Bu sitede yazanları bir harita gibi düşünün. Nerede neyle karşılaşacağınız, nerede ne yapacağınız, nerede ne yapmayacağınız, hangi yollar tehlikeli, hangi yollar başarıya, hangi yollar başarısızlığa çıkıyor gibi bilgileri gösteren kapsamlı bir harita. Bu haritayı çalışmak, büyük oranda bilmek tabii ki önemli. Ama sizin varmak istediğiniz yere varmanız için doğru yollarda yürüyüp, yanlış yollara sapmamanız lazım. Sizin varmak istediğiniz noktaya varmak için yürümeniz lazım. Yoksa masa başında haritayı ezberleyerek bir yere varamazsınız.

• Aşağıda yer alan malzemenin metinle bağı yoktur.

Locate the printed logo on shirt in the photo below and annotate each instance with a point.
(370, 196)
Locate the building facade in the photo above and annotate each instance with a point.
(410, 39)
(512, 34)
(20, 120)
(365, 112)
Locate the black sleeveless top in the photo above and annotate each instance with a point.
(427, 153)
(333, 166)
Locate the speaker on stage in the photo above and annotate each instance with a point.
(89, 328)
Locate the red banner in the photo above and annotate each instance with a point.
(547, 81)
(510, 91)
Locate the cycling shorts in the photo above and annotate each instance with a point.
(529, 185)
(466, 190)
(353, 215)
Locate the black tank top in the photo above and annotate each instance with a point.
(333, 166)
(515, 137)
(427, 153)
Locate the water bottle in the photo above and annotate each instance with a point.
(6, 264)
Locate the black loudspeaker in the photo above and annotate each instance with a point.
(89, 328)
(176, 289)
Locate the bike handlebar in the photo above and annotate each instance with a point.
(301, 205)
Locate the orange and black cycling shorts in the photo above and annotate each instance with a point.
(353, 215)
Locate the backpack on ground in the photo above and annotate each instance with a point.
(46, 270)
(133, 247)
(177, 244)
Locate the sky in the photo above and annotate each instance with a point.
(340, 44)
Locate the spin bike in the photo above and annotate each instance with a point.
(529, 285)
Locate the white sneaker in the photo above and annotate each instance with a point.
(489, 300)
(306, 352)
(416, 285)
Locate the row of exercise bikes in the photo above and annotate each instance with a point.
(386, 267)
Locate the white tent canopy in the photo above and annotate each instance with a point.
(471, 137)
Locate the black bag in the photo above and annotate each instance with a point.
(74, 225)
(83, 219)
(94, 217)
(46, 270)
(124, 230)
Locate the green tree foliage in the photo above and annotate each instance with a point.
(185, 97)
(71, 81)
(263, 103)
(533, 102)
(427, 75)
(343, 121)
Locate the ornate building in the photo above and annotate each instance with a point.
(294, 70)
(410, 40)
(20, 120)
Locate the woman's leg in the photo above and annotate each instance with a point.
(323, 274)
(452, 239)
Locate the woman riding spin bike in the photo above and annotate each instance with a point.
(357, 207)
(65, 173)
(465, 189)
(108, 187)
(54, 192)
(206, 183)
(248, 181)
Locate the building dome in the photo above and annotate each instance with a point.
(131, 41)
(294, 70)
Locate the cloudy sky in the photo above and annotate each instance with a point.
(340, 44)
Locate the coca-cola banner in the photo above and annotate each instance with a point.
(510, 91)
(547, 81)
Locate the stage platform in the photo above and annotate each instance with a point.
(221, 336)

Şimdi bu arkadaş yolu yürüyor. Tamam. Ama bu da yeterli olmuyor. Neden? Zira sizin, bizim mavi hap dediğimiz, öğrenilmiş davranış kalıplarınız var. Bu kalıpların, her defasında aksi gözünüzün önünde ispatlansa da, eninde sonunda başarıya çıkacağına sadece inanmamışsınız, buna uzun süre yatırım yapmışsınız.

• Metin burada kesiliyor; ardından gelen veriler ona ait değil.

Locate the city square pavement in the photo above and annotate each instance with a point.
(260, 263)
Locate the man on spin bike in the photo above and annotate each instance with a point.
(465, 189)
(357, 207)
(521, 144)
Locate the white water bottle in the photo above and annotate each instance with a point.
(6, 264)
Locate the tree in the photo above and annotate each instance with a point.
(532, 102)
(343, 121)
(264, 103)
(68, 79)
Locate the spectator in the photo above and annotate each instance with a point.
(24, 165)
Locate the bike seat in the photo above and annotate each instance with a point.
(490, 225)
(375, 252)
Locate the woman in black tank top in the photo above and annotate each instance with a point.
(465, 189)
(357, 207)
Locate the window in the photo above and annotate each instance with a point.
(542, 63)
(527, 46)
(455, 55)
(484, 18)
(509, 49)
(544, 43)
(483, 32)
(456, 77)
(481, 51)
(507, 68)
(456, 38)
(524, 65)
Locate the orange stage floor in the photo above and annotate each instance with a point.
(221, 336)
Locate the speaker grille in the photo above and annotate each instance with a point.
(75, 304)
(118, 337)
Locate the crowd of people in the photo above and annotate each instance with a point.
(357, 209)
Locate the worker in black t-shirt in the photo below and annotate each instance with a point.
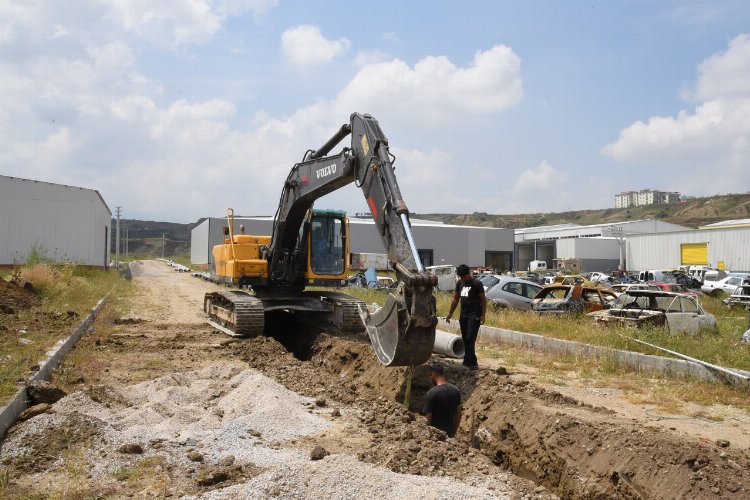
(442, 403)
(470, 292)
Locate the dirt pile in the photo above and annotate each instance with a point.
(571, 448)
(14, 298)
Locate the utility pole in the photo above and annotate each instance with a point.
(117, 239)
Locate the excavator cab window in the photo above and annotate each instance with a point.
(327, 245)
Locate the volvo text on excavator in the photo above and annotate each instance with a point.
(310, 247)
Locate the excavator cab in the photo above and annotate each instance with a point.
(328, 248)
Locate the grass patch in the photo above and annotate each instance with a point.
(62, 288)
(149, 472)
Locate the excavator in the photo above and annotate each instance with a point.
(310, 247)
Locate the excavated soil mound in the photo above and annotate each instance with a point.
(572, 449)
(14, 298)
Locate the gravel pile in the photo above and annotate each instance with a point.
(231, 424)
(343, 477)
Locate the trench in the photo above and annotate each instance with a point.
(572, 449)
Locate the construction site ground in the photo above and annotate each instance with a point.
(161, 405)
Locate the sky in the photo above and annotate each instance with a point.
(178, 109)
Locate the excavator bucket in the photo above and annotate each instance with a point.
(399, 338)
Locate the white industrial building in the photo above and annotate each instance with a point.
(437, 243)
(600, 247)
(59, 222)
(725, 248)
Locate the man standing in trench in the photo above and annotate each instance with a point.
(442, 403)
(470, 292)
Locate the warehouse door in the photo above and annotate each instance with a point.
(501, 261)
(694, 254)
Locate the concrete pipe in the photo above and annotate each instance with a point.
(448, 344)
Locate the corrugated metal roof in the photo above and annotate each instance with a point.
(62, 185)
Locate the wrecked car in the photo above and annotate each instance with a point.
(678, 312)
(624, 287)
(571, 299)
(740, 297)
(513, 293)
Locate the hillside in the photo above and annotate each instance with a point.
(691, 213)
(144, 238)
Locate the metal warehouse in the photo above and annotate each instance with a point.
(598, 246)
(724, 248)
(437, 243)
(57, 221)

Daha da kötüsü, bu davranış kalıpları hemen her zaman kolay yolu seçme üzerine kurulu. Bir kadın sizden soğuduğunda onun peşinde koşup bir şeyler yapmaya çalışmak, kendinizi geri çekmekten daha kolay. Mavi hap davranış kalıpları da hemen her zaman kolay olan yolu seçip bu yolu kutsuyor. Ayrıca bu davranış kalıpları herkesin yaptığı şeyler olunca kullanması daha meşru geliyor. Her defasında kaybetseniz de, en azından bilinen konfor alanından çıkmıyorsunuz. Kültürel propagandayı takip eden herkes gibi davranıyorsunuz ve “ben kaybettim ama herkesin yaptığını yaptım” diyebiliyorsunuz.  Ben doğru olanı, kutsal olanı yaptım diyebiliyorsunuz.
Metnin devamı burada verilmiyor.